このプロジェクトは、多くの準備プロンプトを同時に処理する必要があるシナリオのチャット完了のために、OpenAIまたはAzure APIに並行リクエストを行うことを簡素化します。
このプロジェクトは、レート制限(RPM&トークンTRMの要求)を効率的に管理し、複数の入力の処理を同時に合理化するための堅牢なエラー処理を組み込みます。初心者にとって複雑で面倒な公式並列実装とは異なり、このプロジェクトは、粘り強さやスレッドなどのライブラリを使用して、簡素化された、理解しやすいアプローチを提供します。
このノートブックは、AzureのOpenaiサービスのGPT-3.5 Turboモデルを使用して、金融監査人レポートの文のセンチメント分析を実行します。

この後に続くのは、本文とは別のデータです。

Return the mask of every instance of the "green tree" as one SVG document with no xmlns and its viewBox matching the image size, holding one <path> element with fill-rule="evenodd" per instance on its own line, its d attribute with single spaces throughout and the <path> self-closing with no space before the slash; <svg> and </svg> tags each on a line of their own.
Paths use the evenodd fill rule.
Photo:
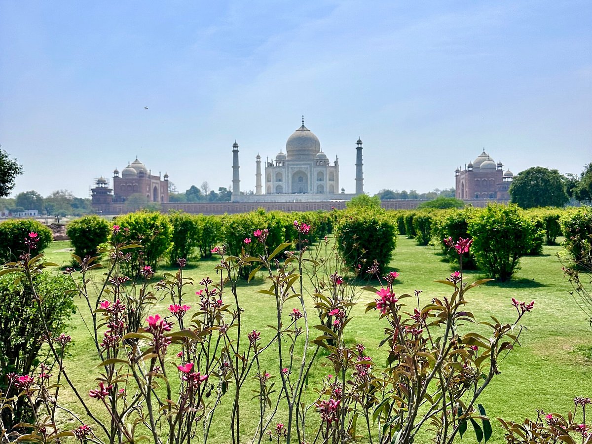
<svg viewBox="0 0 592 444">
<path fill-rule="evenodd" d="M 562 207 L 569 200 L 559 171 L 534 166 L 519 173 L 510 185 L 511 201 L 523 208 Z"/>
<path fill-rule="evenodd" d="M 592 204 L 592 162 L 584 168 L 574 187 L 574 197 L 583 203 Z"/>
<path fill-rule="evenodd" d="M 11 159 L 4 150 L 0 149 L 0 197 L 10 194 L 14 188 L 14 181 L 20 174 L 22 174 L 22 166 L 17 159 Z"/>
<path fill-rule="evenodd" d="M 25 210 L 43 211 L 43 198 L 37 191 L 24 191 L 17 195 L 14 204 Z"/>
<path fill-rule="evenodd" d="M 352 197 L 349 202 L 346 202 L 345 206 L 348 208 L 379 208 L 380 199 L 378 196 L 370 197 L 368 194 L 359 194 Z"/>
</svg>

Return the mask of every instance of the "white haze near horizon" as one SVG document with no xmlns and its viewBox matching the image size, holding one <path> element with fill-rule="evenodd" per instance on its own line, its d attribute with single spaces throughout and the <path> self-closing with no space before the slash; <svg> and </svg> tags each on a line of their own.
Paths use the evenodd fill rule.
<svg viewBox="0 0 592 444">
<path fill-rule="evenodd" d="M 178 190 L 255 188 L 300 125 L 340 182 L 454 186 L 485 149 L 514 173 L 592 161 L 590 1 L 0 0 L 0 144 L 13 195 L 88 197 L 137 155 Z M 144 107 L 147 107 L 145 109 Z"/>
</svg>

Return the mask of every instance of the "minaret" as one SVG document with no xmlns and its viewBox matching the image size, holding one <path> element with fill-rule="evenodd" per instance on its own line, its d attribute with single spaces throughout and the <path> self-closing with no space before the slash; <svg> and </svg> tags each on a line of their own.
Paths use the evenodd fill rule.
<svg viewBox="0 0 592 444">
<path fill-rule="evenodd" d="M 257 173 L 255 174 L 255 194 L 261 194 L 261 156 L 257 154 Z"/>
<path fill-rule="evenodd" d="M 356 194 L 363 194 L 364 183 L 362 173 L 362 139 L 356 142 Z"/>
<path fill-rule="evenodd" d="M 239 144 L 235 140 L 232 146 L 232 200 L 233 201 L 240 195 L 239 168 Z"/>
</svg>

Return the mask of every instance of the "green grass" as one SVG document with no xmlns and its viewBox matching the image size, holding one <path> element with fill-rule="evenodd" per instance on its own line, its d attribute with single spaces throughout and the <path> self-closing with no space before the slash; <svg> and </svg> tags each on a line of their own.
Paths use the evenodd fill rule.
<svg viewBox="0 0 592 444">
<path fill-rule="evenodd" d="M 69 261 L 68 249 L 67 242 L 54 242 L 46 253 L 49 260 L 67 265 Z M 569 284 L 563 278 L 561 265 L 555 256 L 561 250 L 559 246 L 546 246 L 543 255 L 523 258 L 522 269 L 511 281 L 504 284 L 488 283 L 467 294 L 466 298 L 470 303 L 467 308 L 474 313 L 478 320 L 487 320 L 491 315 L 500 321 L 510 322 L 515 318 L 511 298 L 535 301 L 535 310 L 523 318 L 527 330 L 520 337 L 522 346 L 517 348 L 501 363 L 501 374 L 494 379 L 480 398 L 480 402 L 492 419 L 494 433 L 490 442 L 504 442 L 501 429 L 494 419 L 496 417 L 522 421 L 536 416 L 535 409 L 564 414 L 572 408 L 574 397 L 592 395 L 592 363 L 590 360 L 592 357 L 590 352 L 592 349 L 592 330 L 585 316 L 568 292 Z M 435 254 L 437 252 L 433 247 L 419 247 L 414 240 L 400 236 L 390 264 L 391 269 L 401 274 L 395 292 L 412 294 L 414 289 L 421 289 L 423 302 L 436 296 L 447 295 L 449 287 L 433 281 L 445 278 L 452 269 L 449 263 L 442 260 L 440 255 Z M 205 276 L 214 278 L 215 272 L 213 269 L 216 263 L 216 259 L 212 259 L 192 264 L 195 266 L 186 269 L 185 275 L 197 281 Z M 484 277 L 487 276 L 476 271 L 468 272 L 465 275 L 465 279 Z M 274 323 L 275 301 L 255 292 L 265 284 L 262 279 L 255 281 L 248 285 L 242 285 L 239 288 L 241 304 L 246 310 L 243 328 L 244 332 L 253 329 L 262 330 L 265 342 L 274 334 L 265 326 Z M 385 355 L 378 348 L 378 344 L 383 337 L 384 323 L 379 321 L 375 312 L 363 314 L 364 304 L 372 297 L 369 292 L 363 294 L 359 304 L 352 312 L 354 318 L 348 326 L 346 337 L 352 344 L 363 343 L 367 347 L 367 354 L 374 356 L 377 363 L 384 363 Z M 188 303 L 195 304 L 195 297 L 189 290 Z M 82 305 L 79 301 L 78 303 Z M 154 312 L 163 313 L 169 303 L 168 301 L 162 301 L 155 307 Z M 81 392 L 85 395 L 88 390 L 96 385 L 94 379 L 98 375 L 98 371 L 95 367 L 98 362 L 94 358 L 92 343 L 83 322 L 89 316 L 83 308 L 80 313 L 73 317 L 72 328 L 69 332 L 75 343 L 72 349 L 73 355 L 66 364 L 73 379 L 81 387 Z M 274 353 L 275 350 L 272 349 L 263 355 L 262 365 L 272 374 L 277 375 L 277 358 Z M 311 381 L 332 372 L 324 366 L 324 361 L 320 358 L 313 366 Z M 313 388 L 311 384 L 310 388 Z M 75 405 L 71 393 L 66 391 L 64 395 L 68 405 Z M 246 437 L 253 435 L 258 411 L 255 402 L 246 399 L 250 397 L 248 393 L 244 397 L 242 412 L 243 421 L 247 422 L 243 435 Z M 97 411 L 101 411 L 98 403 L 91 404 L 97 406 Z M 217 419 L 211 434 L 213 444 L 230 441 L 230 408 L 228 398 L 216 413 Z M 81 409 L 76 410 L 82 413 Z M 310 417 L 316 414 L 311 411 Z M 276 417 L 278 422 L 285 419 L 281 411 Z M 420 437 L 420 442 L 429 442 L 427 434 Z M 476 441 L 474 436 L 468 433 L 462 442 Z"/>
</svg>

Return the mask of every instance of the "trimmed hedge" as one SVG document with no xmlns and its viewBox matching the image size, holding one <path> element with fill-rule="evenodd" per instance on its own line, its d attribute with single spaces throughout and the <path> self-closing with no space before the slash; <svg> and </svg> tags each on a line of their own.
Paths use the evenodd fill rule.
<svg viewBox="0 0 592 444">
<path fill-rule="evenodd" d="M 337 250 L 346 265 L 365 273 L 376 260 L 384 271 L 397 246 L 396 221 L 382 210 L 347 210 L 334 227 Z"/>
<path fill-rule="evenodd" d="M 110 231 L 109 223 L 95 215 L 73 220 L 66 227 L 66 235 L 70 238 L 74 254 L 81 259 L 96 256 L 97 247 L 107 241 Z"/>
<path fill-rule="evenodd" d="M 0 223 L 0 261 L 15 262 L 28 249 L 24 242 L 30 233 L 36 233 L 39 240 L 37 249 L 32 252 L 36 256 L 49 246 L 53 240 L 52 230 L 33 219 L 10 219 Z"/>
</svg>

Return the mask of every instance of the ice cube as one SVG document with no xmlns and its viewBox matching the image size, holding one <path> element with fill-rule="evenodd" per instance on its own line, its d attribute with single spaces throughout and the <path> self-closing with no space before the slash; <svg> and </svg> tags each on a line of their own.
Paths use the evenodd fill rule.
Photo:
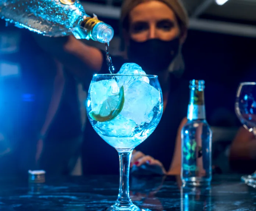
<svg viewBox="0 0 256 211">
<path fill-rule="evenodd" d="M 133 120 L 119 115 L 111 121 L 98 122 L 95 129 L 99 134 L 110 137 L 130 137 L 136 124 Z"/>
<path fill-rule="evenodd" d="M 125 63 L 122 65 L 120 70 L 117 74 L 120 75 L 146 75 L 146 73 L 141 67 L 135 63 Z M 117 76 L 117 81 L 119 87 L 124 86 L 125 91 L 129 87 L 130 84 L 137 80 L 149 83 L 149 79 L 146 76 L 132 77 L 132 76 L 119 77 Z"/>
<path fill-rule="evenodd" d="M 102 103 L 108 97 L 119 92 L 118 85 L 114 79 L 103 80 L 93 83 L 90 92 L 92 110 L 98 114 Z"/>
<path fill-rule="evenodd" d="M 160 100 L 159 92 L 144 81 L 131 84 L 125 93 L 124 107 L 120 114 L 139 125 L 152 120 L 153 108 Z"/>
</svg>

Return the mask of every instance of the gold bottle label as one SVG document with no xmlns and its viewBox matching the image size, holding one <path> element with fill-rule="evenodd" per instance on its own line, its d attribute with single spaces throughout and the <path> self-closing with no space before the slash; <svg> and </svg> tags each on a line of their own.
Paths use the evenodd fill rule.
<svg viewBox="0 0 256 211">
<path fill-rule="evenodd" d="M 61 3 L 67 5 L 72 5 L 75 3 L 75 0 L 60 0 Z"/>
<path fill-rule="evenodd" d="M 191 92 L 190 100 L 188 108 L 188 119 L 189 120 L 205 119 L 204 92 L 198 90 Z"/>
<path fill-rule="evenodd" d="M 87 17 L 82 22 L 81 26 L 81 27 L 84 28 L 86 29 L 87 33 L 90 37 L 90 38 L 93 40 L 93 38 L 92 36 L 92 30 L 96 24 L 102 22 L 102 21 L 98 20 L 96 18 Z"/>
</svg>

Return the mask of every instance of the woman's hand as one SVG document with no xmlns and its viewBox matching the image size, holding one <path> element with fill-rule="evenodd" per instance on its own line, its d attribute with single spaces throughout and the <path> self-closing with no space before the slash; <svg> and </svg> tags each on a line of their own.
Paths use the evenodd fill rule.
<svg viewBox="0 0 256 211">
<path fill-rule="evenodd" d="M 158 160 L 135 150 L 132 152 L 130 167 L 132 173 L 136 171 L 140 174 L 148 174 L 149 173 L 152 174 L 166 174 L 163 164 Z"/>
</svg>

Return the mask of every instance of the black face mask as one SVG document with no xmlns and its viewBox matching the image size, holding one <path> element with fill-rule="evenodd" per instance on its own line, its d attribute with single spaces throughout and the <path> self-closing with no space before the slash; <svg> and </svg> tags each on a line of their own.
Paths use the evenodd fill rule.
<svg viewBox="0 0 256 211">
<path fill-rule="evenodd" d="M 128 57 L 131 62 L 141 66 L 148 74 L 166 70 L 179 51 L 179 41 L 154 39 L 140 42 L 131 40 Z"/>
</svg>

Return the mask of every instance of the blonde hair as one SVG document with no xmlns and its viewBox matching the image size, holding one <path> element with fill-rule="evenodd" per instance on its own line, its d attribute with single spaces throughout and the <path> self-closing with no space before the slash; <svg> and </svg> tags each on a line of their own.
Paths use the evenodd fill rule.
<svg viewBox="0 0 256 211">
<path fill-rule="evenodd" d="M 152 0 L 124 0 L 121 9 L 120 19 L 120 31 L 122 33 L 124 30 L 129 31 L 129 14 L 131 11 L 135 7 L 145 1 Z M 168 6 L 173 11 L 177 19 L 181 31 L 180 37 L 186 34 L 188 27 L 189 18 L 186 11 L 180 0 L 156 0 L 161 1 Z M 122 39 L 121 50 L 124 50 L 124 42 Z M 171 66 L 171 71 L 180 70 L 185 68 L 185 64 L 181 55 L 181 48 L 180 48 L 179 54 Z"/>
</svg>

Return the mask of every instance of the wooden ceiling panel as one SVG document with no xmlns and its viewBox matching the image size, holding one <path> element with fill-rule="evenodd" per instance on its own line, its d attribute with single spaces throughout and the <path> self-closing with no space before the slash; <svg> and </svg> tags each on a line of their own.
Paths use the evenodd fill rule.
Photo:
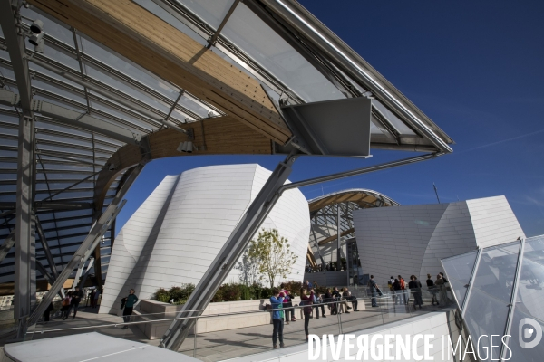
<svg viewBox="0 0 544 362">
<path fill-rule="evenodd" d="M 291 132 L 257 80 L 130 0 L 29 0 L 280 144 Z"/>
</svg>

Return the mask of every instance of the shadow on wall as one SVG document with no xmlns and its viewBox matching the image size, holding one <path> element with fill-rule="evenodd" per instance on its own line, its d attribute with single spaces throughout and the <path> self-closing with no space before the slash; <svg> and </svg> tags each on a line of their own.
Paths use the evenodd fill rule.
<svg viewBox="0 0 544 362">
<path fill-rule="evenodd" d="M 178 185 L 180 177 L 181 177 L 181 175 L 178 175 L 176 181 L 174 182 L 174 186 L 171 187 L 168 197 L 166 198 L 166 201 L 162 205 L 160 212 L 157 216 L 157 221 L 153 224 L 153 227 L 151 228 L 151 231 L 150 233 L 150 236 L 148 237 L 147 241 L 144 243 L 144 247 L 141 250 L 141 253 L 140 254 L 140 257 L 138 258 L 136 263 L 134 263 L 132 271 L 129 273 L 130 277 L 127 278 L 123 287 L 120 290 L 119 293 L 115 297 L 115 300 L 119 300 L 119 303 L 113 303 L 113 305 L 112 306 L 112 310 L 110 310 L 111 314 L 117 314 L 116 311 L 119 311 L 119 308 L 116 306 L 121 305 L 121 298 L 126 297 L 126 295 L 129 294 L 129 291 L 131 289 L 133 289 L 135 294 L 140 296 L 140 293 L 141 291 L 142 281 L 147 272 L 151 253 L 153 252 L 153 249 L 155 248 L 155 243 L 157 243 L 159 233 L 160 232 L 160 228 L 162 227 L 164 217 L 166 216 L 166 213 L 168 211 L 170 203 L 172 199 L 174 192 L 176 191 L 176 185 Z"/>
</svg>

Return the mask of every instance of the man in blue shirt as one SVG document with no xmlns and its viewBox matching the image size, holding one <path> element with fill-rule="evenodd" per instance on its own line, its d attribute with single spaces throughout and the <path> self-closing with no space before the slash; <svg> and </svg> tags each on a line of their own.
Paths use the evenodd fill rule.
<svg viewBox="0 0 544 362">
<path fill-rule="evenodd" d="M 272 305 L 272 310 L 281 310 L 283 309 L 283 300 L 284 293 L 279 292 L 277 289 L 275 289 L 272 293 L 274 294 L 270 297 L 270 304 Z M 274 349 L 277 348 L 277 339 L 279 338 L 279 347 L 283 348 L 283 319 L 284 312 L 283 310 L 274 310 L 272 312 L 272 323 L 274 324 L 274 331 L 272 332 L 272 345 L 274 346 Z"/>
</svg>

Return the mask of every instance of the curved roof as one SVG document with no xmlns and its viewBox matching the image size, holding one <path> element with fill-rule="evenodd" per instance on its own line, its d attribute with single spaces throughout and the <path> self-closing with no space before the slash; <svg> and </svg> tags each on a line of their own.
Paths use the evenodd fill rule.
<svg viewBox="0 0 544 362">
<path fill-rule="evenodd" d="M 362 208 L 401 205 L 401 204 L 391 197 L 377 191 L 366 188 L 351 188 L 316 197 L 308 201 L 308 206 L 310 208 L 310 213 L 314 213 L 325 206 L 345 202 L 355 203 Z"/>
</svg>

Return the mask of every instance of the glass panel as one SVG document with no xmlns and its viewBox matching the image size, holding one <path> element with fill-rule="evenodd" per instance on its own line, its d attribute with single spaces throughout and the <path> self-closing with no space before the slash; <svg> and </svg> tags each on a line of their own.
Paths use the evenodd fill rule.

目標は、各文の感情をポジティブ、ニュートラル、またはネガティブとして分類することです。 Faceのデータセットハブを抱き締める「Auditor_Sentiment」データセットからの1000サンプルのサブセットがこの分析に使用されます。対応する構成ファイルのAPIパラメーターを必ず調整してください
OPENAI_API_KEY= <your_token>またはAZURE_OPENAI_API_KEY = <your_token>という名前のファイルに保存しますこのプロジェクトを開始するために必要なパッケージをインストールして、Jupyterノートブックのカーネルとして仮想環境(MacOS)をセットアップします。
python -m venv myenv
source myenv/bin/activate
pip install -r requirements.txt
python -m ipykernel install --user --name=myenv --display-name= " Python 3.11 (myenv) "他のプロジェクトはOpenaiのAPIと対話するメカニズムを提供しますが、このプロジェクトは、特に並列コンピューティングから新しいユーザーにとって、粘り強さやスレッドなどのライブラリを利用して、シンプルさと使いやすさに焦点を当てています。
このスクリプトOpenai-Cookbook/Examples/API_REQUEST_PARLELALLE_PROCERSOR.PYは、OpenAI APIに並行リクエストを行うのに適しています。ただし、すでに同時に準備されている多くのプロンプトを送信したいシナリオにとっては、複雑で面倒な場合があります。このプロジェクトは、そのプロセスを合理化および簡素化することを目的としています。
このプロジェクトの開発を促進したOpenaiおよびAzure APIエンドポイントを提供してくれた人間および機械センターのMax Planck Institute for Human&Machinesに感謝します。
彼らの仕事とさらなる調査の詳細については、Githubと公式ウェブサイトをご覧ください。